I have no desire to live forever.
I can imagine it would be incredibly boring and I can't really imagine what purpose it would serve. I have done most of the things I set out to do, so if I popped my clogs today I would consider I had done a reasonable job of this life and that it would be interesting to see what the next one has in store. Anyway I have a funny feeling that my pension fund would probably dry up and I would have to go back to work. Nah! Sod that.
Those nice people who make a living out of "research" and who obviously care more about my longevity than I do have come up with a list of things which apparently are killing me, and that if I avoid them I will live forever. Yes, they imply that death is preventable.
The list is surprisingly long.
Naturally they have to have a dig at smoking, but they can forget that. I ain't quitting that now, out of sheer stubbornness, if for no other reason. Anyway an eternal life without my pipe would not be pleasant.
Apparently unsafe sex is something to be avoided. I suppose I could always tie them to the bed to stop them falling off? And no more sex on parapets or while driving on motorways? Difficult, but achievable, I suppose.
Booze and salt get an honourary mention too. Fuck! No more salt and vinegar on my chips after a feed of pints? They can scrap that idea. They'll be telling me next that I can't have sugar in my tea. Woops – they have. This is getting very bland.
Height and weight get a mention too, but they don't say in what context. I do have a weight and I suppose I could get rid of it by going into permanent weightless orbit around the earth but that sounds a bit extreme? The height one worries me though. I am three dimensional and therefore have a height. I can't for the life of me work out what I am supposed to do about that, except maybe put myself through a steel mill press until I am only two dimensional? They don't say anything about width.
I don't eat red meat. I don't mind it when it's uncooked but I wouldn't eat it in that state – it would be too tough. No. I like my meat cooked until it is at least a sort of grey colour, and if I'm barbecuing it's likely to be rather black. But never red. I don't imagine many people eat red meat despite what the good researchers claim.
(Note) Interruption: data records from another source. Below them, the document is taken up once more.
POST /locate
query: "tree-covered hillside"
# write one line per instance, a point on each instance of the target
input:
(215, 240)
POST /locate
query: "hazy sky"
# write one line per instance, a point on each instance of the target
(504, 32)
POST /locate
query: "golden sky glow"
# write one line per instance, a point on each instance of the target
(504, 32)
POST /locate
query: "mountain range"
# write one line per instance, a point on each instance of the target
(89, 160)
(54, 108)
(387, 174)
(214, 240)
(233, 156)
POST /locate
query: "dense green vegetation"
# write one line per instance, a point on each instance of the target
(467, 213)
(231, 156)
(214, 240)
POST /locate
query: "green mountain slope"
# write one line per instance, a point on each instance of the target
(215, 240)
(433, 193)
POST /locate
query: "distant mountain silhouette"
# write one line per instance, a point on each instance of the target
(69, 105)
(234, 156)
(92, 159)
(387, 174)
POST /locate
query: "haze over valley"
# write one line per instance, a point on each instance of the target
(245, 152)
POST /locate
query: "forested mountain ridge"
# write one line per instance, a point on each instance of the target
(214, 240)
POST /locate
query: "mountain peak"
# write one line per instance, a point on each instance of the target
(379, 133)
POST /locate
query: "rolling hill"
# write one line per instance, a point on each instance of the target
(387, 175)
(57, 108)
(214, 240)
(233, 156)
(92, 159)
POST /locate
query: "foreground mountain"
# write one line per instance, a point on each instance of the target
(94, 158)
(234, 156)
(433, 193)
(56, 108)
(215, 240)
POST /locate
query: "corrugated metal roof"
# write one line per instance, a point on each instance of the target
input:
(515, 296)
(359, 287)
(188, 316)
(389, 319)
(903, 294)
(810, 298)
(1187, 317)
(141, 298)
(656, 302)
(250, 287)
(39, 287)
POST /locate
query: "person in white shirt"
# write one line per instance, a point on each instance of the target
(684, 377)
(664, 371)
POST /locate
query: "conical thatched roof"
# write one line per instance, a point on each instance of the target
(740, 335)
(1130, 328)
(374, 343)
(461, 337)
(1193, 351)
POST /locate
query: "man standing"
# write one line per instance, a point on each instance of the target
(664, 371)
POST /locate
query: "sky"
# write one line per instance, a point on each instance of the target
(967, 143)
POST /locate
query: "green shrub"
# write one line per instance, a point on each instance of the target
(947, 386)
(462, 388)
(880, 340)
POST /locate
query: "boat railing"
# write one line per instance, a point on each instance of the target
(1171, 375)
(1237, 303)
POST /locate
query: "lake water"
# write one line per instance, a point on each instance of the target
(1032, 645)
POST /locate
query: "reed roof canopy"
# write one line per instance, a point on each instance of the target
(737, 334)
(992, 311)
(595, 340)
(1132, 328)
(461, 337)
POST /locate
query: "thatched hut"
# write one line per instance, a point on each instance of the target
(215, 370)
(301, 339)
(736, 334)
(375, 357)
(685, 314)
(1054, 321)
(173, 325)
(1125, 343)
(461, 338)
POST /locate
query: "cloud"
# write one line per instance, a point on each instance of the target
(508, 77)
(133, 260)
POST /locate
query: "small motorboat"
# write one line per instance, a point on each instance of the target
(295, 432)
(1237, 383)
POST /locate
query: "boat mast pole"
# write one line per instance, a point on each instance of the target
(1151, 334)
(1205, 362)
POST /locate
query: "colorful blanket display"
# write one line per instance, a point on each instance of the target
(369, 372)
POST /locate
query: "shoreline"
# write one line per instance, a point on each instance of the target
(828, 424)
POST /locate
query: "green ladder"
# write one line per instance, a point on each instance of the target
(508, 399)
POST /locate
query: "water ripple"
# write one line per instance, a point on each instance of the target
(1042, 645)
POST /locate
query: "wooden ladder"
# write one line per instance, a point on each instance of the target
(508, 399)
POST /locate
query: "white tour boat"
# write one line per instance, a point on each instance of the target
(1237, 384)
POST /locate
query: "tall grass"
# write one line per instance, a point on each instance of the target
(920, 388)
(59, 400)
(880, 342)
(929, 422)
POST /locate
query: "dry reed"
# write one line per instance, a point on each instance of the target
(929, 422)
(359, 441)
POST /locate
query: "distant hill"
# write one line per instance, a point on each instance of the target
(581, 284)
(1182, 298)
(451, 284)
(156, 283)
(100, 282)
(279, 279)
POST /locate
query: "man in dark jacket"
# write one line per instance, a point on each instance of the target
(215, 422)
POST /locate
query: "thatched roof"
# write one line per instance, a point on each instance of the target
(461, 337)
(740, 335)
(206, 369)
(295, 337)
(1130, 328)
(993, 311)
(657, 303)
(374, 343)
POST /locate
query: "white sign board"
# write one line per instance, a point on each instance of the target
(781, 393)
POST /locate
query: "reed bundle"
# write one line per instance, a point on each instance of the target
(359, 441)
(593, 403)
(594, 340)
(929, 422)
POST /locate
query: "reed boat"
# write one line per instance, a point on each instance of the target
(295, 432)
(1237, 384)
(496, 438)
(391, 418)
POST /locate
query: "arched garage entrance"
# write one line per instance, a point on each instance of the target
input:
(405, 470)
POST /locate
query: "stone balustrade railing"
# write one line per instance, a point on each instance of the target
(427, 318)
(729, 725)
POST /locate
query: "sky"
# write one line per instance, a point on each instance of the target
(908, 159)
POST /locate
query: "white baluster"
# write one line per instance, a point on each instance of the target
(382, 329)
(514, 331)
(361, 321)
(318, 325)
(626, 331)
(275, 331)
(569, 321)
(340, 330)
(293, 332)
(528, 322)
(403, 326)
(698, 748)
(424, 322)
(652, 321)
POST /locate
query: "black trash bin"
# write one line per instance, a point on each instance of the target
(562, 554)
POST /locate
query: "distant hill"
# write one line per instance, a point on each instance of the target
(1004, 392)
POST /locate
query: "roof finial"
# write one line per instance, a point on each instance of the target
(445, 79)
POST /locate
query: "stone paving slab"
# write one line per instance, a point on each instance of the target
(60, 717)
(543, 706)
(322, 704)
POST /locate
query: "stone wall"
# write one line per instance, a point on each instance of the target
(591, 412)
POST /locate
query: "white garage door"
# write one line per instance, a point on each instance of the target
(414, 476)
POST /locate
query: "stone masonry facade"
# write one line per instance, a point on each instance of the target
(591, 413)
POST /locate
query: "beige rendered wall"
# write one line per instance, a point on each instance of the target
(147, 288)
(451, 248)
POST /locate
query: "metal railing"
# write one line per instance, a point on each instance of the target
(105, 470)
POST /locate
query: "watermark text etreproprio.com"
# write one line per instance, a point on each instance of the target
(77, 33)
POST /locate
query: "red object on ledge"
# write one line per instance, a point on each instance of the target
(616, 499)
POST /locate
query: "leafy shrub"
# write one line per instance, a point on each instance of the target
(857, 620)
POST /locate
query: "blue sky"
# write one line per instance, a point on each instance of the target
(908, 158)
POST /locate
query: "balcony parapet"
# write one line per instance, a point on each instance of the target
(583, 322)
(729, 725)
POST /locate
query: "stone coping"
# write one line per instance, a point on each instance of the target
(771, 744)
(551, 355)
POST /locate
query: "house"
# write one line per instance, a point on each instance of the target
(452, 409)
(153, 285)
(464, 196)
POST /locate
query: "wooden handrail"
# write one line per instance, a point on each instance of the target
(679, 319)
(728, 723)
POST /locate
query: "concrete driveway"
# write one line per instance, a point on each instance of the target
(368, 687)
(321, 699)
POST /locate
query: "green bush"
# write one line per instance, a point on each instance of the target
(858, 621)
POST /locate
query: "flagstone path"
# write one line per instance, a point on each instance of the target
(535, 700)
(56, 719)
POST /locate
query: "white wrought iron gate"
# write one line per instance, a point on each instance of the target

They mention malnutrition? Well, if I followed their rules and avoided meat, salt, alcohol, sugar and all the other things they reckon are killing me then I imagine I would be suffering from malnutrition too. They obviously haven't thought this one through.
There was one point that completely blindsided me. They say [and I quote] "Nobody risks not changing the oil in their car, but nobody pays the same attention to their own body". I have been around for a goodly number of years and I have never heard of this. I'm darned sure my parents never mentioned it to me. In all those years nobody ever told me that I had to change my oil. Did you know about this?
There are seven billion people on this planet, so by the laws of pure chance a few people must be out there who never smoke, drink, take salt or sugar, drink clean water and never even look at red meat, yet they die too? The only thing that it can possibly be is that they have a height?
The bottom line according to this "research" is that [and again I quote] "To put it in plain English, we are behaving badly".
What does "behaving badly" mean? Does it mean we are enjoying ourselves? Does it mean that despite having only one shot at life we mustn't make the most of it? And who decides what is good or bad? Are they saying that they have some godlike status and that we are being naughty little boys by not playing their game?
I have said it before and I'll say it again.
If I lived my life by their rules I possibly could live a little longer but eventually I will drop, because life is a fatal disease.
But it will have felt like I existed for eternity.